Named failure modes in multimodal RAG
| Failure | Cause | Fix |
|---|---|---|
| Token budget overflow | Including all retrieved images without per-modality budget | Hard cap on images per context; thumbnail-first strategy |
| Visual detail loss | Resize image to thumbnail but query requires fine detail | Two-stage: retrieve with thumbnail, load full-resolution on demand |
| Transcription hallucination | Whisper generates plausible-sounding wrong words | Domain vocabulary prompt; post-transcription confidence filtering |
| Modality mismatch | Query is text-based but correct answer is in an image | Run retrieval across all modalities; surface image caption in text response |
| Caption drift | Caption describes the image accurately but misses the specific detail being queried | Use CLIP hybrid; include raw caption and CLIP results in candidate set |
| Stale index | Image or audio file updated but index not refreshed | Content hash per asset; change detection in ingestion pipeline |
Further reading
- Learning Transferable Visual Models From Natural Language Supervision (CLIP); Radford et al., 2021. The original CLIP paper introducing contrastive image-text pretraining; foundational for understanding cross-modal embedding spaces.
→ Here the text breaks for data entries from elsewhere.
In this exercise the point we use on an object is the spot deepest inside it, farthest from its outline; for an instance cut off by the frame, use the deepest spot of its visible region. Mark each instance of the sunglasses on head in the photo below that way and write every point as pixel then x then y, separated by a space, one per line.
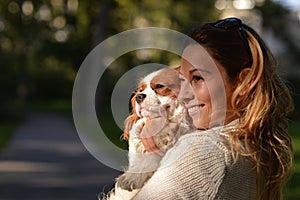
pixel 234 23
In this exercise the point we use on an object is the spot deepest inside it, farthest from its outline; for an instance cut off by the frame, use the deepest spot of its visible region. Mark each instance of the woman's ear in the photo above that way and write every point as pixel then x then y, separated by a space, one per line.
pixel 242 76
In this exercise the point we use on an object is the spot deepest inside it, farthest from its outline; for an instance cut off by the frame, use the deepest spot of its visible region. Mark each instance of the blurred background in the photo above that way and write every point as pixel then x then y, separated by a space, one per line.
pixel 44 42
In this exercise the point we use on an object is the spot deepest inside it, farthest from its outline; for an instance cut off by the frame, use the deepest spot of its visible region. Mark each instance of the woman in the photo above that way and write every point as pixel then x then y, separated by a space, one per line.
pixel 239 104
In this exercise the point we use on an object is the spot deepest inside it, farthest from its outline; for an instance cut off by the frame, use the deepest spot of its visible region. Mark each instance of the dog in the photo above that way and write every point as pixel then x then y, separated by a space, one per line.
pixel 155 111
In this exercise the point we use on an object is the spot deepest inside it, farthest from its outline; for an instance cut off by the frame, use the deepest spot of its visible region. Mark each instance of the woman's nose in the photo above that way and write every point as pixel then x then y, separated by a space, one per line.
pixel 186 93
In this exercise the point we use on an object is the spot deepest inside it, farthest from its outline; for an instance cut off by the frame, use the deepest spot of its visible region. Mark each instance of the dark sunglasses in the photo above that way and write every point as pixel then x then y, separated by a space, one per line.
pixel 232 23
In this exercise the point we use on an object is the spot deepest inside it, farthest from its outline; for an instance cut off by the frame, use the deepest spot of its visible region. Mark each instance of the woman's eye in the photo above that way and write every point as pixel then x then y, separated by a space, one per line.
pixel 159 86
pixel 197 78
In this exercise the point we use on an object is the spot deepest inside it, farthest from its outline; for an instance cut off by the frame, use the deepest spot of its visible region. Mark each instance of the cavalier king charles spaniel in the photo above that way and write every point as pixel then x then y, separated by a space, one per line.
pixel 157 113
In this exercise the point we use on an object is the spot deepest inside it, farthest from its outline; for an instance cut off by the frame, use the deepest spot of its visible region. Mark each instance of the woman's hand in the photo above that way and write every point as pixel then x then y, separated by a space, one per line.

- Robust Speech Recognition via Large-Scale Weak Supervision (Whisper); Radford et al., 2022. Whisper architecture and evaluation; covers the quality tradeoffs between model sizes and audio conditions.
- Flamingo: a Visual Language Model for Few-Shot Learning; Alayrac et al., 2022. Early influential work on interleaved image-text models; useful background on how vision-language models process multimodal context.